Fire is not the only thing coming out of the SRB's. There is a lot of other materials emitted that makes these rockets a little outdated. imagine the debris after a blast. Its time this aspect is given a thought.
On the Gemini, didn’t the Titan II booster use some really nasty chemicals for its fuel & oxidizer? I’ve always read that the Astronauts never wanted to eject not only for some of the same reasons you gave for the Shuttle, but also for the possibility of being poisoned from the Titan exhaust.
I guess that in a few years, NASA would be planning manned missions to the moon and possible Mars too. The major issue is that NASA will still be using the technology that did the job! I hope that designing of space shuttles needs to become more innovative and thus the building of more secure Ejection Systems…
When Challenger exploded, (it apparently did NOT go “high order”, and what looked like a detonation was really the cryos flashing to vapor in vaccuum…please confirm) the cabin remained intact, and there was apparently evidence that at least some of the crew survived until water impact! Had there been a separation mechanism, drogue and main parachute system incorporated in the original design, the disaster might have been survivable! Of course, the “stack” would have paid a considerable weight penalty, but in retrospect it would have been a good thing.

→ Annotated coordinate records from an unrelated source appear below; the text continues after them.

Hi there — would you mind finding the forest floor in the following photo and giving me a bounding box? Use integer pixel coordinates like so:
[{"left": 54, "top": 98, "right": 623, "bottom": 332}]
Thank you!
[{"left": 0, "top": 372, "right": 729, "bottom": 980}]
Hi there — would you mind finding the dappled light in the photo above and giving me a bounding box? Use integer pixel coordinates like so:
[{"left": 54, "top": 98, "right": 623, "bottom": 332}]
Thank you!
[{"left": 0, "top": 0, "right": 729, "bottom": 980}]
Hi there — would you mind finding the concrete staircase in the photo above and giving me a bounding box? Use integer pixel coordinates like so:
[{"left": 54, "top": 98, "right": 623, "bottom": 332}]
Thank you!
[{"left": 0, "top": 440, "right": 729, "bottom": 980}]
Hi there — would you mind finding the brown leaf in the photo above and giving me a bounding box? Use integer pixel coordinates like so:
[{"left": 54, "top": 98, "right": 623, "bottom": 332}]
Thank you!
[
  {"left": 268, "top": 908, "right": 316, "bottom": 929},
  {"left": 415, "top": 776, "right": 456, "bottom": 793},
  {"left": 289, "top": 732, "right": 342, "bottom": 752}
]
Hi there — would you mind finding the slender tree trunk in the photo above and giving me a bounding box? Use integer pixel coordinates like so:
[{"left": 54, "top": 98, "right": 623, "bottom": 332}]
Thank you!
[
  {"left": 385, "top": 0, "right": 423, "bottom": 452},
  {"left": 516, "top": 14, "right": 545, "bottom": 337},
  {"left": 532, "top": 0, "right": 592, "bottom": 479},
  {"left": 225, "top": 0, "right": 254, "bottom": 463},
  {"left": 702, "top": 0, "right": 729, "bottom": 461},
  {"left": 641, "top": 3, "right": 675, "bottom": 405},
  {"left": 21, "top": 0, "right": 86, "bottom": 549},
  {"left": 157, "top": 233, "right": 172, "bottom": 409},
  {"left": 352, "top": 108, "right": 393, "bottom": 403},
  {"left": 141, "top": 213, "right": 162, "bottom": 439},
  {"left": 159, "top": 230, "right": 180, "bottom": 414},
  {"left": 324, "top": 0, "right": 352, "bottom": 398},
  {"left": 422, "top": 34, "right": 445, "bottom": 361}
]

Sadly, this would not have helped in the Columbia crash, but…
It is, of course, much “easier” to separate a capsule from the front end of an in-line vehicle, than from a piggyback configuration. (I call it a “Navaho stack”, from the similarity to the configuration of the old North American Aviation Navaho cruise missile.)
I don’t know what the current figures are, but back in the early 1980’s, the survival rate for aircraft ejections was about 50%, depending on where the pilot/seat were in the performance envelope. The Russians have one of the best aircraft ejection seat setups…spectacularly demonstrated when that Su-25(?) “departed” at the Paris Air Show, and the pilot ejected upside down and about 100 ft above the ground. The seat’s guidance system righted itself with the pilot on board and gave him enough altitude and airspeed to deploy the chute. IIRC, he got about one swing before landing, but walked away relatively unscathed.
Let’s pray that things make such systems unnecessary!